- Nie wiem, co wydarzy się w przyszłości. Ciężko powiedzieć. Na ten moment mogę powiedzieć jedynie tyle, że mam podpisany trzyletni kontrakt, który obowiązuje jeszcze przez dwa lata. Sezon 2011 był moim pierwszym w barwach zielonogórskiego klubu. Naprawdę mi się tutaj podoba, to był dla mnie świetny rok, uwieńczony mam nadzieję wielkim sukcesem drużynowym i indywidualnym w Grand Prix.
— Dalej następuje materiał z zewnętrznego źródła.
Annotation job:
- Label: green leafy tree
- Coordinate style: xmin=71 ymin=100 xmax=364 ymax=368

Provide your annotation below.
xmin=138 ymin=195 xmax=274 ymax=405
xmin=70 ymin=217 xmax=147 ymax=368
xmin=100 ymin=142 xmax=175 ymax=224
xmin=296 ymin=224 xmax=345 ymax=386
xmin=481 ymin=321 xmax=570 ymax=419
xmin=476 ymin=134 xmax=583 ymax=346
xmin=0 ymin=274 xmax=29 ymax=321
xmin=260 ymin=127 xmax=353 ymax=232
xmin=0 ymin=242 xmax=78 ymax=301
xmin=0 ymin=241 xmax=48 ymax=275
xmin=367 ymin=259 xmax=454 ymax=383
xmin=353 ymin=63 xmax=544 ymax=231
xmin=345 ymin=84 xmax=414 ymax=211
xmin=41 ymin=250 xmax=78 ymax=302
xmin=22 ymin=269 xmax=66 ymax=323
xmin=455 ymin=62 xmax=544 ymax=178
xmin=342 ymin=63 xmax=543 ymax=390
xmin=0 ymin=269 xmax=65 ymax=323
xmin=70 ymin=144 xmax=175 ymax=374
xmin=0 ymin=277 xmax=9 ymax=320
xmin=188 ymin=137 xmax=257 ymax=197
Mam nadzieję, że to nie będzie mój ostatni sezon w Falubazie - powiedział Andreas Jonsson.
Przypomnijmy, że w barwach Stelmet Falubazu jeździ obecnie trzech zawodników z Grand Prix. Oprócz Jonssona Marek Cieślak ma do dyspozycji Grega Hancocka i Piotra Protasiewicza. Jeśli regulamin się nie zmieni, lub któryś z tych żużlowców nie zrezygnuje ze startów w Indywidualnych Mistrzostwach Świata, prezes Robert Dowhan będzie musiał pozbyć się dwójki z wyżej wymienionych jeźdźców.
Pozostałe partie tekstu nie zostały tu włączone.